Fix: Extend time in Scott's or running tap water and verify your water source is alkaline enough for proper blueing.

Sections fold or lift off slides during staining

Cause: Flotation bath temperature is wrong, slides are not charged, or drying is inadequate.

Fix: Set the flotation bath to 42 C, use positively charged slides, and dry slides at 60 C for 30+ minutes before staining.

Nuclear bubbling or pale staining from poor fixation

Cause: Delayed fixation or insufficient fixative volume.

Fix: Fix tissue within 30 minutes of excision, maintain a 10:1 fixative ratio, and slice specimens to 3-4 mm thickness.

Recommended Equipment

These products anchor the paraffin H&E workflow from processing through sectioning, staining, and imaging.

Histology Paraffin Wax Dispenser

Histology

Precision wax melting and dispensing for embedding.

References

Fischer AH, Jacobson KA, Rose J, Zeller R. Hematoxylin and eosin staining of tissue and cell sections.
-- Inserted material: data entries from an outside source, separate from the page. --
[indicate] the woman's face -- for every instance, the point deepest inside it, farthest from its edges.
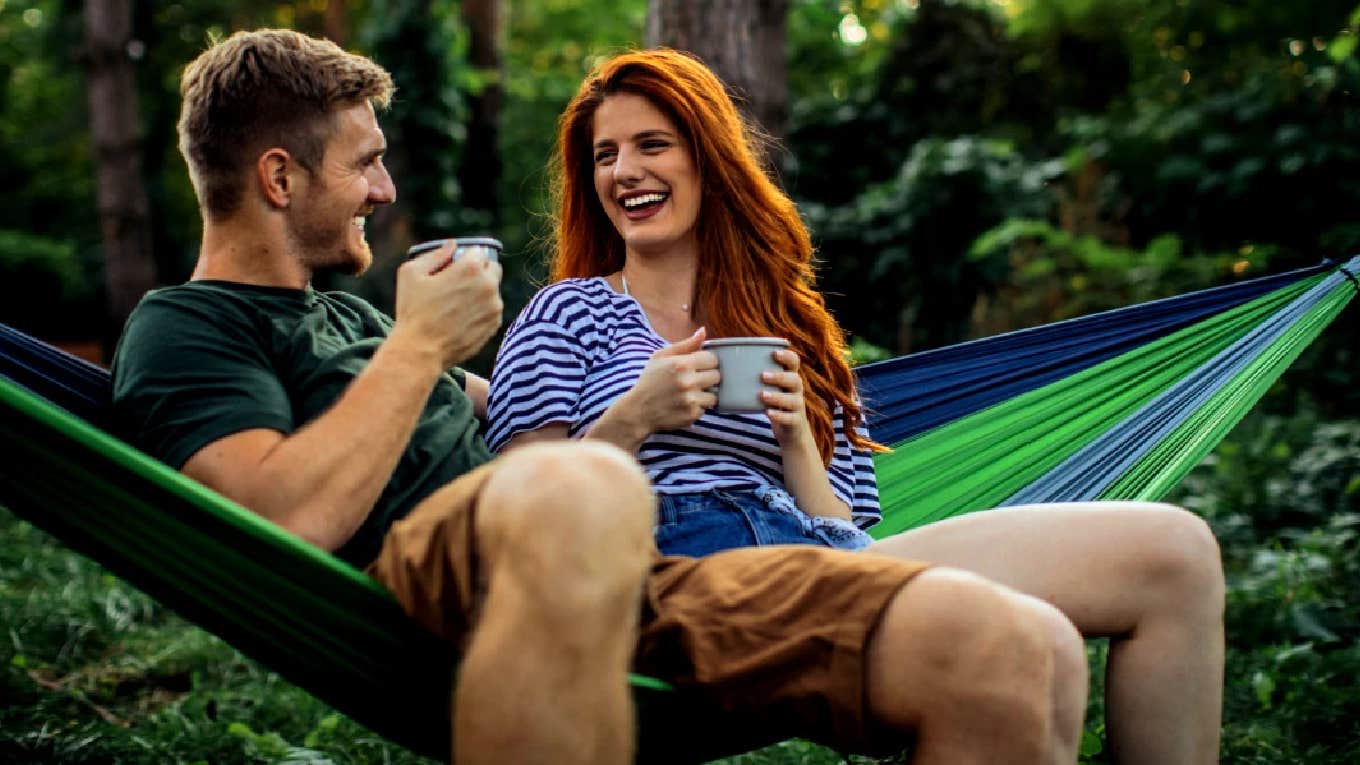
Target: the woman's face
(645, 176)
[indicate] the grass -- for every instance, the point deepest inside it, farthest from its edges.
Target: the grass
(95, 671)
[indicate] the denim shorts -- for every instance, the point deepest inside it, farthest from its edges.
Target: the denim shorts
(720, 519)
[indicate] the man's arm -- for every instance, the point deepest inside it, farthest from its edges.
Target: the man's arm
(476, 388)
(321, 481)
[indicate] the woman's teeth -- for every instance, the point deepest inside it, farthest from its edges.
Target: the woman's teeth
(645, 199)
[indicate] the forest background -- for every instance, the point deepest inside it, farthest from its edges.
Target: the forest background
(966, 168)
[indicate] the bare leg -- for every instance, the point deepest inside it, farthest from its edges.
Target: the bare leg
(565, 532)
(981, 674)
(1147, 576)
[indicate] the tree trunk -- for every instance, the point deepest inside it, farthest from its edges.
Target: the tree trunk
(480, 169)
(740, 40)
(336, 23)
(121, 195)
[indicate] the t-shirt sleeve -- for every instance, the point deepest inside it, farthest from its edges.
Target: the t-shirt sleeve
(187, 375)
(852, 475)
(537, 380)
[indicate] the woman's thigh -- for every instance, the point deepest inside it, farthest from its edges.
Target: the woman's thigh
(1099, 562)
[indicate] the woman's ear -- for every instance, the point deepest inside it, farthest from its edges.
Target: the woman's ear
(274, 174)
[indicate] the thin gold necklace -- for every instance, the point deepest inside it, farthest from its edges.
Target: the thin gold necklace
(684, 306)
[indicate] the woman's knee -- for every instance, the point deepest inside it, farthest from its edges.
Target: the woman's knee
(956, 644)
(1183, 557)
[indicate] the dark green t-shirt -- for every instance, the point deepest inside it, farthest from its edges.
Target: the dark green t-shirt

CSH Protoc. 2008. PMID 21356829

Feldman AT, Wolfe D. Tissue processing and hematoxylin and eosin staining. Methods Mol Biol. 2014;1180:31-43. PMID 25015141

Cardiff RD, Miller CH, Munn RJ. Manual hematoxylin and eosin staining of mouse tissue sections. Cold Spring Harb Protoc. 2014. PMID 24890205

Frequently Asked Questions

What is the difference between progressive and regressive H&E staining?

Progressive staining (Mayer's hematoxylin) stains nuclei directly to the desired intensity without over-staining. Regressive staining (Harris hematoxylin) intentionally over-stains, then selectively removes excess with acid alcohol differentiation. Regressive is more common in diagnostic pathology because it produces crisper nuclear detail and better chromatin resolution.

How thick should I cut paraffin sections for H&E?

Standard paraffin sections are 4-5 um. Brain tissue can go up to 8 um for neuroanatomy, while thinner 3-4 um sections provide sharper cellular detail but are harder to cut consistently.

What equipment do I need to set up a paraffin H&E workflow?

At minimum you need a tissue processor, embedding center, rotary microtome, tissue flotation water bath, staining setup, and a brightfield microscope. Higher-throughput labs often add an automated slide stainer and coverslipper.

How do I know when to replace my hematoxylin solution?

Replace hematoxylin when nuclear staining progressively weakens, the solution develops a reddish-brown tint, or an oxidized metallic sheen appears on the surface. Filtering helps, but exhausted solution should be replaced.

Why is fixation so important for H&E quality?

Fixation preserves tissue architecture before processing. Underfixation causes pale, inconsistent staining and nuclear artifacts that cannot be corrected later, while timely fixation keeps morphology stable through the rest of the workflow.